Neither did they die for want of effort by Henderson, who in the autumn of 1864 found himself commandant of the most overcrowded of all Civil War prisons. That summer the Union’s commanding general, Ulysses S. Grant, halted prisoner-of-war exchanges. As a result, Cahaba’s population surged to 2,151 in October, a number 600 percent above the prison’s capacity (Andersonville ran 330 percent above capacity at its peak). Each man had only 7.5 square feet to call his own; those at Andersonville had 35 square feet of space, albeit squalid, per man.

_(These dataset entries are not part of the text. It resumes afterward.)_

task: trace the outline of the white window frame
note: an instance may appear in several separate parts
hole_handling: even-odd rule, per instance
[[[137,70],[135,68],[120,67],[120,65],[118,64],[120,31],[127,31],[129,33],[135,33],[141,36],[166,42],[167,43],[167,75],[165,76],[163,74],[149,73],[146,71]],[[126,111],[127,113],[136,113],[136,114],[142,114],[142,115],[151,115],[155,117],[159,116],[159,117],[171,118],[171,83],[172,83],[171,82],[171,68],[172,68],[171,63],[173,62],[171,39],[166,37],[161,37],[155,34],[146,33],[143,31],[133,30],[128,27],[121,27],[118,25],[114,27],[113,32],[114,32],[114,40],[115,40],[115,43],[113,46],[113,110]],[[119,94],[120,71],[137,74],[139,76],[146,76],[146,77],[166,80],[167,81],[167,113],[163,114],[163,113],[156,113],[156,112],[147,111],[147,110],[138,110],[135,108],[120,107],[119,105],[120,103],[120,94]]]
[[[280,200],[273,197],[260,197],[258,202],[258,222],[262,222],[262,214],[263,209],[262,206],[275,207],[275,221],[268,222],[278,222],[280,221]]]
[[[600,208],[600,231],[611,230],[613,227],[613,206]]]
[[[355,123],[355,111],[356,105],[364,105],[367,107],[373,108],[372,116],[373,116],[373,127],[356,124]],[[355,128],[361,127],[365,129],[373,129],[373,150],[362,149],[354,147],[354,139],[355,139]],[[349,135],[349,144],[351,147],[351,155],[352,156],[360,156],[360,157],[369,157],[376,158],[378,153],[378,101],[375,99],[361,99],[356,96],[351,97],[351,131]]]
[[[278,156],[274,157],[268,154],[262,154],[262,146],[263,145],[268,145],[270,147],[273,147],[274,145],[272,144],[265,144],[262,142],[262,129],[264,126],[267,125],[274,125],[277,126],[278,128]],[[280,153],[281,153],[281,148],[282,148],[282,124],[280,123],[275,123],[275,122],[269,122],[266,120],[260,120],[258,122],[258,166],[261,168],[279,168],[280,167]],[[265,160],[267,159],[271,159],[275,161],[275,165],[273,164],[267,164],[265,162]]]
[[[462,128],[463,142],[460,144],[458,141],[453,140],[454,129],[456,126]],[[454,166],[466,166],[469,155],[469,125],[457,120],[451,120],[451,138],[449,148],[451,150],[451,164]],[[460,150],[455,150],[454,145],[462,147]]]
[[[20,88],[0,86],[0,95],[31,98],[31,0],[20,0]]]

Henderson died in Cincinnati in 1912. Obituaries incorrectly said he had been a Confederate general, omitting any reference to his duty at Cahaba. Not that it mattered. After the 1865 flood the county seat moved from Cahaba to Selma, and by the turn of the century Cahaba was a ghost town; the warehouse prison demolished for the bricks. The horrors of Andersonville and notoriety of its commandant Henry Wirz would forever remain etched in American memory; memories of Col. Henry A. M. Henderson’s humanity were buried with the good reverend.